Marine and Freshwater Research Marine and Freshwater Research Society
Advances in the aquatic sciences
RESEARCH ARTICLE

Dam reoperation in an era of climate change

R. J. Watts A , B. D. Richter B , J. J. Opperman C and K. H. Bowmer D
+ Author Affiliations
- Author Affiliations

A Institute for Land, Water and Society, Charles Sturt University, Albury, NSW 2640, Australia.

B The Nature Conservancy, Crozet, Virginia, USA.

C The Nature Conservancy and the Center for Watershed Sciences, University of California, Davis, USA.

D Institute for Land, Water and Society, and School of Agricultural and Wine Sciences, Charles Sturt University, Locked Bag 588, Wagga Wagga, NSW 2678, Australia.

E Corresponding author. Email: rwatts@csu.edu.au

Marine and Freshwater Research 62(3) 321-327 https://doi.org/10.1071/MF10047
Submitted: 21 February 2010  Accepted: 10 October 2010   Published: 18 March 2011

Abstract

Climate change is predicted to affect the future supply and demand for water resources. Current water-management practices may not adequately cope with the impacts of climate change on the reliability of water supply, flood risk, health, agriculture, energy generation and aquatic ecosystems. Water managers can adapt to climate variability by structural change, such as increasing the size or number of dams, building desalination plants and transferring water between catchments; however, a broader set of alternatives with multiple beneficial outcomes for society and the environment should be explored. We discuss how modifying dam operations, ‘dam reoperation’, can assist with adaptation to climate change and help restore ecosystems. The main operating purpose of a dam (e.g. flood management, hydropower or water supply) will influence dam reoperation strategies. Reoperation may require integration across sectors or involve multiple dams, enhancing benefits such as water supply or hydropower while simultaneously achieving ecosystem restoration.

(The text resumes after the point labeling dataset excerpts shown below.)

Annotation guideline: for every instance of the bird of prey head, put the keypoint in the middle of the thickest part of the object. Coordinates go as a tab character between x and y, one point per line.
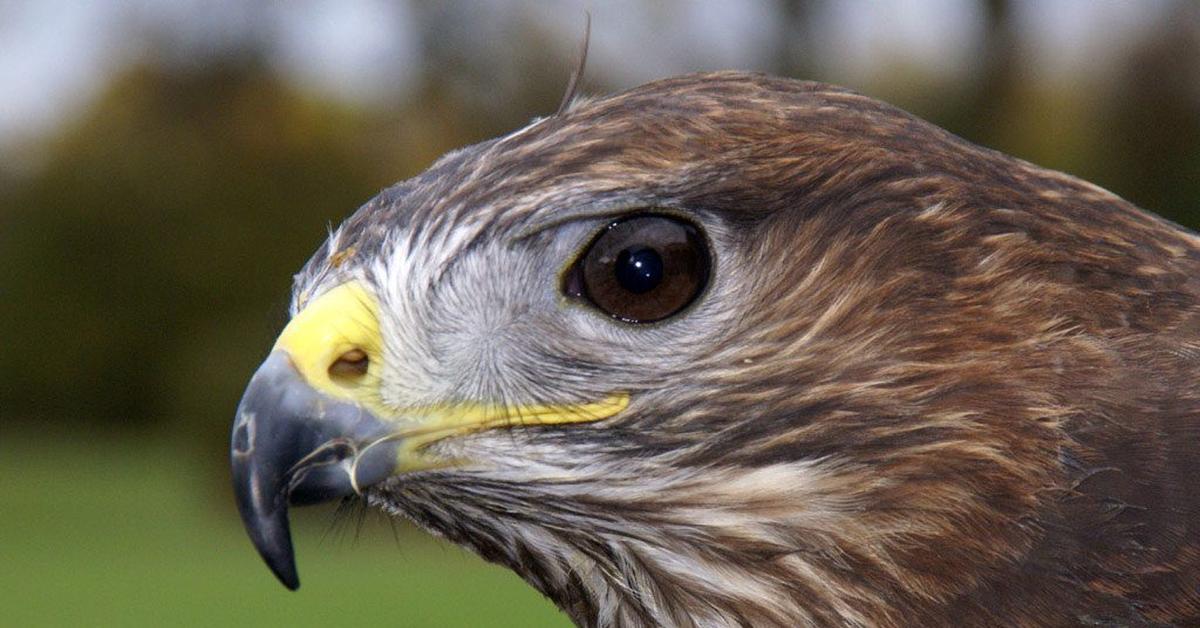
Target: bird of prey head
729	350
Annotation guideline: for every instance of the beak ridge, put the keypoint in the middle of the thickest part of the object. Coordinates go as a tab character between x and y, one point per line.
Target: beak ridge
293	444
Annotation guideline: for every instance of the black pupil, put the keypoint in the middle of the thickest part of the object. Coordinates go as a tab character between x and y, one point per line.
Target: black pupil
639	269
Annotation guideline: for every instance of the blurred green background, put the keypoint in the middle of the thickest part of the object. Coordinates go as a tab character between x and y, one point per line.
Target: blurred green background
165	167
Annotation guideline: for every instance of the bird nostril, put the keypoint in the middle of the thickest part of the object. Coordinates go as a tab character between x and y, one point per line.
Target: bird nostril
349	366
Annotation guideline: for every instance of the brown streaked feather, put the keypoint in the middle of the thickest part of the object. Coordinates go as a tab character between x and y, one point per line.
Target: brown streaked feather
996	365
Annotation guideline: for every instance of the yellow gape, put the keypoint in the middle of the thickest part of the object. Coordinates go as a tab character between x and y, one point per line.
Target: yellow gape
336	346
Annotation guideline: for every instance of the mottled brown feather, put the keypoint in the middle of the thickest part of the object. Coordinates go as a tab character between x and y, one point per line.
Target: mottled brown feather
1001	358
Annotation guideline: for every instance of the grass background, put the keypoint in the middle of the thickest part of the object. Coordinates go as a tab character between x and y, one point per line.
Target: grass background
115	533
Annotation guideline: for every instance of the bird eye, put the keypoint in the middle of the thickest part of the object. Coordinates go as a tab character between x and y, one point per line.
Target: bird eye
641	269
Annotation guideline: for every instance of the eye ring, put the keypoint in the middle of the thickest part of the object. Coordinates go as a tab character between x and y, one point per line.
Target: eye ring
641	268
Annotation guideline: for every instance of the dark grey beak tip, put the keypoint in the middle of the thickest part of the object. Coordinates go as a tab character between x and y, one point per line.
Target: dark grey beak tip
280	424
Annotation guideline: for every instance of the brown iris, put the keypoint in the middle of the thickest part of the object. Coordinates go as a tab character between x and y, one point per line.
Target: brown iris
641	269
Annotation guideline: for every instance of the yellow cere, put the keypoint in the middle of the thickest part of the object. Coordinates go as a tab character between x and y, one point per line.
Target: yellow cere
339	322
345	320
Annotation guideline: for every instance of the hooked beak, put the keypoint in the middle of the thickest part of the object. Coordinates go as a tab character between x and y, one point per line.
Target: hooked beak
312	425
294	446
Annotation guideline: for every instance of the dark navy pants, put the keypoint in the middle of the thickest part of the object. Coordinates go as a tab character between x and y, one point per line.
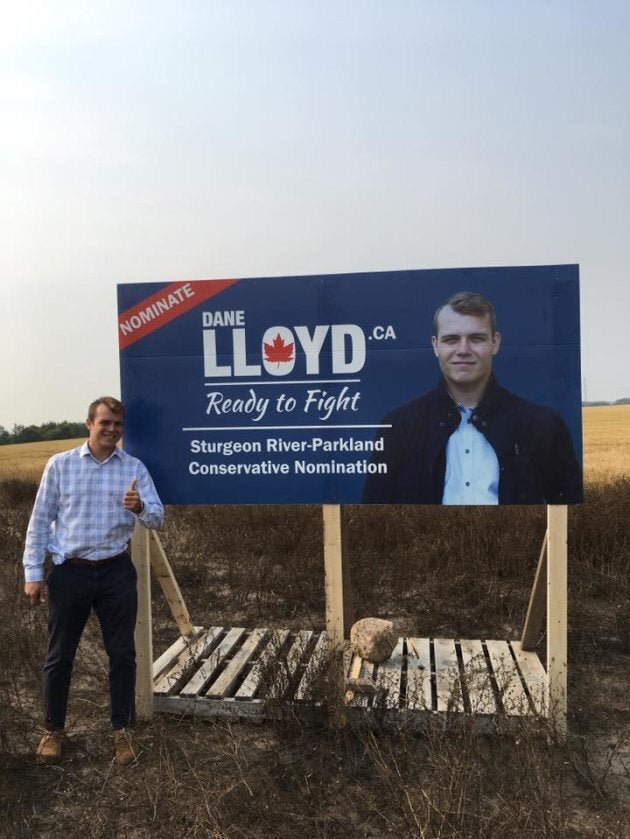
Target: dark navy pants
73	591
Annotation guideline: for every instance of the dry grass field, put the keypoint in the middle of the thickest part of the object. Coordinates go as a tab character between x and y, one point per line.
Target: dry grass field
606	448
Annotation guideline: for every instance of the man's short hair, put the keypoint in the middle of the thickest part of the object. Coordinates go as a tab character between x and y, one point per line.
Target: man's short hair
468	303
114	405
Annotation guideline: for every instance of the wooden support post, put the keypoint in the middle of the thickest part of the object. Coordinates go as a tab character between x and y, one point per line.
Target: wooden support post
535	617
338	596
557	517
161	567
144	631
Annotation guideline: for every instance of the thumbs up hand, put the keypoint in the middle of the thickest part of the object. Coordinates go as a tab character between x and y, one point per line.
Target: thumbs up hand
131	498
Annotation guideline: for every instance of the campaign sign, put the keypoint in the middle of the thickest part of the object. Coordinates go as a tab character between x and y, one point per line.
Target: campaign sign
332	389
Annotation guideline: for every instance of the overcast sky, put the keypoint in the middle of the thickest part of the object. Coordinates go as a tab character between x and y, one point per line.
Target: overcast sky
237	138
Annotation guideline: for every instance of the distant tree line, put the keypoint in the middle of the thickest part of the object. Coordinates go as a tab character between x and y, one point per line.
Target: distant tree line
48	431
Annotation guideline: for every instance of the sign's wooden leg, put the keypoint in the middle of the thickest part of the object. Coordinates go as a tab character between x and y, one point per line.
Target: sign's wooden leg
161	567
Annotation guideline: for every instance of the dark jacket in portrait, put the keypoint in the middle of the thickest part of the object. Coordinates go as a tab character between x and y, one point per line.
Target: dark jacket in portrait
537	462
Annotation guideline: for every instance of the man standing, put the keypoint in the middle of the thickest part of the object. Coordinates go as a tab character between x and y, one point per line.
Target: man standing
85	512
470	441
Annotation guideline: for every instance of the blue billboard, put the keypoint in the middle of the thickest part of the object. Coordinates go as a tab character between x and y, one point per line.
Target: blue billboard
346	388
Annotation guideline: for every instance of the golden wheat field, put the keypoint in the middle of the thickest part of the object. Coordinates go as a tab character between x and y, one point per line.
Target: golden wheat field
606	448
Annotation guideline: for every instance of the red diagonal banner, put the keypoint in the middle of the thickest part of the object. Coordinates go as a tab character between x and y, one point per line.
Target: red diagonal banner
164	306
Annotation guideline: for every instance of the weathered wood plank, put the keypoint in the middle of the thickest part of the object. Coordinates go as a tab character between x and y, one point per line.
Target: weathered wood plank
511	691
449	692
197	649
534	675
477	678
222	686
388	677
262	664
205	673
419	697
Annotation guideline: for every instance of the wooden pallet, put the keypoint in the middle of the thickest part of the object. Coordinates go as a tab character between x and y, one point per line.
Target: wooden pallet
263	673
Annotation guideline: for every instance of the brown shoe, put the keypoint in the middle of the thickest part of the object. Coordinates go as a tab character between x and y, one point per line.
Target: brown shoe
50	746
125	750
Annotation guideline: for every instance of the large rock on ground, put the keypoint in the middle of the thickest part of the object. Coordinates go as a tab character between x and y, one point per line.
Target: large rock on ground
373	639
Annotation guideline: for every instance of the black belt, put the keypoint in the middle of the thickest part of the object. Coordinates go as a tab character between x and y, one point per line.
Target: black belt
93	563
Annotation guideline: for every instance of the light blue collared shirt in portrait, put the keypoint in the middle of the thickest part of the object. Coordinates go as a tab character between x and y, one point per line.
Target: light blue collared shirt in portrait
472	467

We provide examples of lessons learned during extreme scenarios (e.g. floods and droughts), where operational flexibility has been demonstrated. We contrast structural climate-change adaptation strategies (e.g. building new dams) and their resulting detrimental environmental outcomes with dam reoperation, which can maximise benefits for ecosystems and society.

Additional keywords: dams, environmental flows, flood control, flow restoration, flow variability, freshwater ecosystems, hydropower, water supply.